Les exportations par rapport au PIB ont baissé de 40% en 2007 à 27% aujourd’hui, « parce que toutes les exportations traditionnelles sont en train de fermer, seul le secteur de la haute technologie exporte encore ». Les importations par PIB au cours de cette période ont plongé à 25% contre 40% en 2007, a-t-il déclaré.

Ajoutant au problème, le coronavirus a empêché les Israéliens de voyager à l’étranger, ce qui signifie qu’ils n’échangent pas de shekels contre des dollars, créant un déséquilibre qui affaiblit davantage le dollar par rapport au shekel.

La Banque d’Israël, dont Eckstein a été sous-gouverneur entre 2006 et 2011 sous le gouverneur Stanley Fischer, a tenté d’endiguer la hausse du dollar par l’acquisition de devises étrangères.

Stanley Fischer (crédit photo : Miriam Alster/Flash90)

Lundi, le gouverneur Amir Yaron a déclaré que la banque centrale continuerait d’intervenir autant que nécessaire sur le marché pour contenir la hausse du shekel. La Banque d’Israël a acheté pour quelque 20 milliards de dollars de devises étrangères en 2020 pour endiguer l’appréciation du shekel, a déclaré Yaron.

« La Banque d’Israël ne peut pas faire grand-chose » pour stopper la hausse du shekel, a déclaré Eckstein, qui faisait partie en 2008 de l’équipe décisionnelle de la banque centrale qui est intervenue sur le marché des devises étrangères pour stopper la hausse du shekel au cours de la la crise financière mondiale.

« La Banque d’Israël peut ralentir dans une certaine mesure la force du shekel », a-t-il déclaré. Mais tant qu’il n’y aura pas d’investissement local et que les importations resteront faibles, « le shekel se renforcera et nous verrons encore plus d’exportateurs à faible profit fermer ».

« À moins que nous ne voyions davantage d’investissements de la part du gouvernement et du secteur privé, et que nous importions beaucoup de machines et d’autres choses, nous ne verrons pas d’inversion du shekel », a-t-il ajouté.

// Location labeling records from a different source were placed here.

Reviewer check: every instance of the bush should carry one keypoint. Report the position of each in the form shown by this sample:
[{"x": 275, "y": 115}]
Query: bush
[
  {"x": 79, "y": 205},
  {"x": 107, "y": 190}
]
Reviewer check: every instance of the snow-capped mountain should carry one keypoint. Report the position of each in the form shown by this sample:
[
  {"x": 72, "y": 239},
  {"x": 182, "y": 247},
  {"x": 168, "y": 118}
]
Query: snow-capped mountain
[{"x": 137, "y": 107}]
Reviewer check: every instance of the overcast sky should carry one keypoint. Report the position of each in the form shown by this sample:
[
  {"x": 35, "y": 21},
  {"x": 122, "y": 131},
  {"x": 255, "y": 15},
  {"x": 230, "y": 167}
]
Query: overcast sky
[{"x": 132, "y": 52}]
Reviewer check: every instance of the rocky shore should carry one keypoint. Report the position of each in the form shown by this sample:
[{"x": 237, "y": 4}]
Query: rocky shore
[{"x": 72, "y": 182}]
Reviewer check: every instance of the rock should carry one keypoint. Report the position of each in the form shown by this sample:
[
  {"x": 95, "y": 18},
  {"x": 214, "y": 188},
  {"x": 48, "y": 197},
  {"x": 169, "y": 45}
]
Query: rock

En plus de la faiblesse du dollar, de la crise du COVID-19 et de l’impasse politique conduisant au sous-investissement dans la structure économique, Eckstein a déclaré que les efforts du Premier ministre Benjamin Netanyahu pour saper le système judiciaire et les profondes fractures sociétales alimentées par l’instabilité politique étaient encore plus importants. affaiblissant les espoirs pour l’avenir économique du pays.

Lorsque vous « générez plus de désaccords entre les différents peuples que l’unification… où chaque groupe essaie d’obtenir autant qu’il le peut pour lui-même, cela peut générer un processus qui sera opposé à ce qu’Israël a fait au cours des 70 dernières années », a-t-il déclaré. m’a dit. « En tant qu’Israélien, je suis inquiet à ce sujet. Je ne veux pas que cela se produise.